Go实现的全文检索数据库Bleve简介头条

ctolib 发布于27天前 阅读121次
0 条评论

TL;DR Bleve is an open-source full-text search database. It is written in Go, it is very fast, and has a small memory footprint. This post focuses on the basics: setting up document mappings, setting up analyzers, and performing basic searches.

Why Bleve at Wireless Registry

At Wireless Registry, we maintain a mapping from wireless names to their associated semantic atoms. Our main registry is in Solr, which has a good support for replication and sharding, out-of-the-box admin interface, and good write throughput. There is however one key issue that we have come up against. We have to handle query bursts coming from our graph analytics cluster. One solution is to scale-out the Solr cluster. It is an easy solution, but it does introduce high latency in our graph computations.
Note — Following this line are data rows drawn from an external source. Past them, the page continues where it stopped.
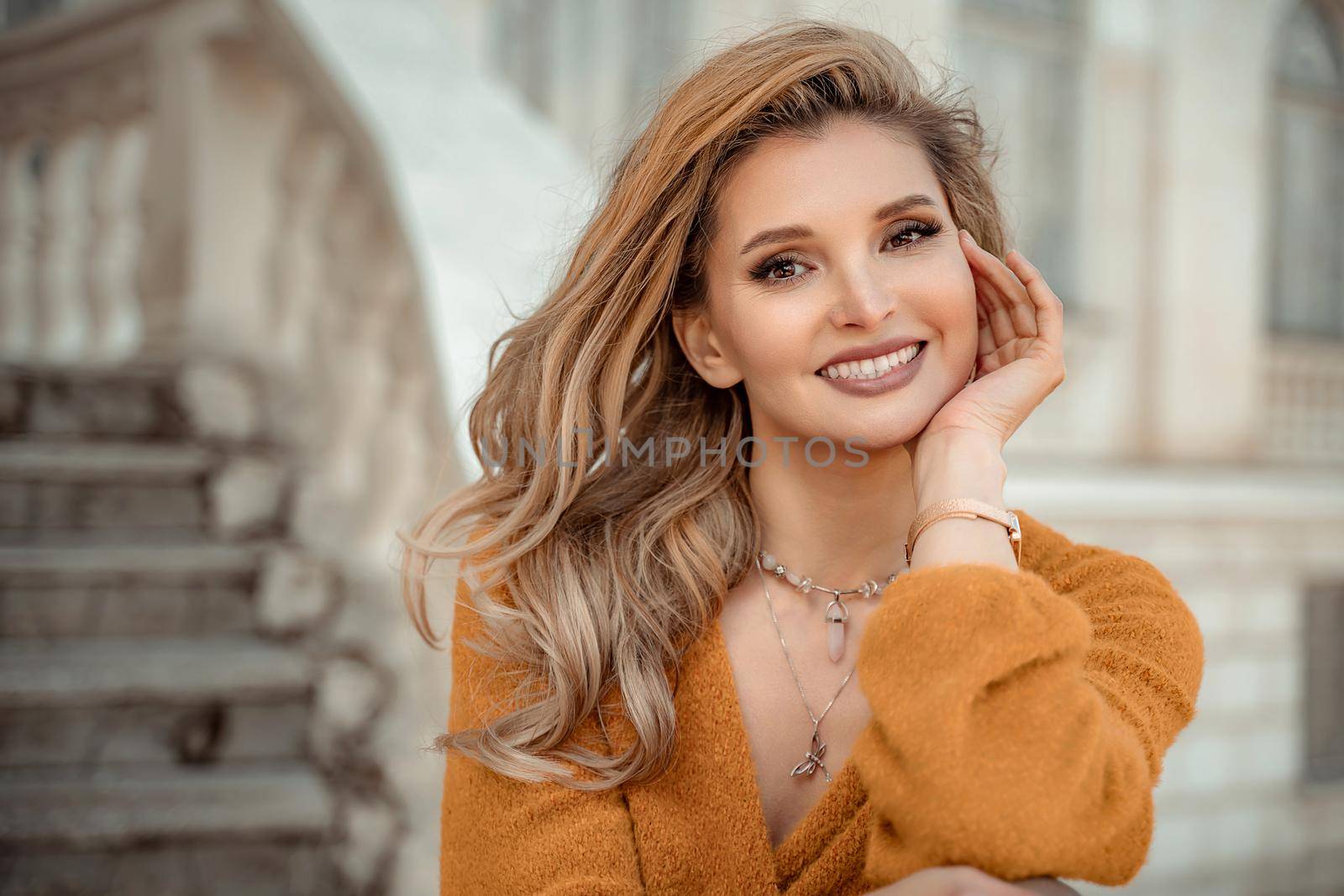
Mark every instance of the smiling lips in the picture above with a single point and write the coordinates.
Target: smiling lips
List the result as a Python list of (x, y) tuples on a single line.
[(874, 367)]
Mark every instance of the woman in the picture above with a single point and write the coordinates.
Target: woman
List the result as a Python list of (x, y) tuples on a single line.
[(691, 652)]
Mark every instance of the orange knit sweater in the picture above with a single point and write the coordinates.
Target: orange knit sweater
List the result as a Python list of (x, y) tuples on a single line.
[(1019, 723)]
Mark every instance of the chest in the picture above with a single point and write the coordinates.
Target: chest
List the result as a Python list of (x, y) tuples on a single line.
[(777, 726)]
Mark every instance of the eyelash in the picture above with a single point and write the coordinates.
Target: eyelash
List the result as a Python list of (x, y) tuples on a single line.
[(763, 270)]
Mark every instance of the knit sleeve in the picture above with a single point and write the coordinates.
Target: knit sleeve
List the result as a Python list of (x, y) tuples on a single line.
[(501, 835), (1019, 718)]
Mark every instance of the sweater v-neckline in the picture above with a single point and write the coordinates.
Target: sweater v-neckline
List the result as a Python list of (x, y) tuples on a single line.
[(795, 849)]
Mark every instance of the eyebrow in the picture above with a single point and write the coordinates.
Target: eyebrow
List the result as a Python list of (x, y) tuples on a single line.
[(799, 231)]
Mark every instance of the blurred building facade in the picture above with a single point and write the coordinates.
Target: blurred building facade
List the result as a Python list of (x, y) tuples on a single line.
[(253, 253)]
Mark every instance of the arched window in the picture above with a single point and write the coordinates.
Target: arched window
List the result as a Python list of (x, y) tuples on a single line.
[(1023, 60), (1307, 181)]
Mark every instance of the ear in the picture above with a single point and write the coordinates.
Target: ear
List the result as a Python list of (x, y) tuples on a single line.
[(702, 347)]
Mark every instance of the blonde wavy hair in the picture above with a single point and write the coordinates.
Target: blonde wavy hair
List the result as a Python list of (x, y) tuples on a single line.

Enter Bleve Search! Bleve is an open source Information Retrieval database written in Go.

Bleve logo.

In principal, it can be used as a drop-in replacement for Solr and ElasticSearch. Interestingly, it does not have its own storage, but rather a generic KV interface, and it supports many KV stores such as boltdbleveldb, and goleveldb. Adding your preferred KV store is as easy as writing a few wrappers. And most importantly, Bleve is fast and has a small memory footprint (especially compared to JVM products). Given this, we baked Bleve straight into our graph processing nodes. A node instructs the Bleve agent to load sets of Solr documents, and then queries the Bleve index locally. This solution has allowed us to scale out our analysis rapidly and cheaply.

Core Concepts

Before jumping into the code, we need to clarify a few key concepts. This is not meant to be an exhaustive description, but rather a subjective take on what the essentials are. For the in-depth information see the documentation, and the godocs.

  1. Bleve indexes documents. A document is a set of fields. Each field is typed as: TextBooleanNumeric or DateTime. A document may contain sub-documents.
  2. Each field is assigned an analyzer. An analyzer takes the field’s value and produces a set of tokens. Each token is then put into the index. The index contains all the tokens for each field that have been extracted from the input documents. Each token entry contains a pointer to the document that contains that token. This index is often referred to as a reverse-index.
  3. Documents are retrieved by searching the index. A search query specifies which tokens the documents we are searching for must have, or which tokens similar to the query tokens the resulting documents must have.

To keep this post simple, we will only focus on text fields. If you are versed in Go, have a look at analysis and searchers packages to get a more in-depth understanding of these concepts.

Document Schema

We will use the following struct as our running example:

type SimpleDoc struct {
  Id int
  Title string
  Body string
}
func (d *SimpleDoc) Type() string {
 return "simple_doc"
}

The Type() function returns a string, which Bleve uses to assign appropriate analyzers during indexing.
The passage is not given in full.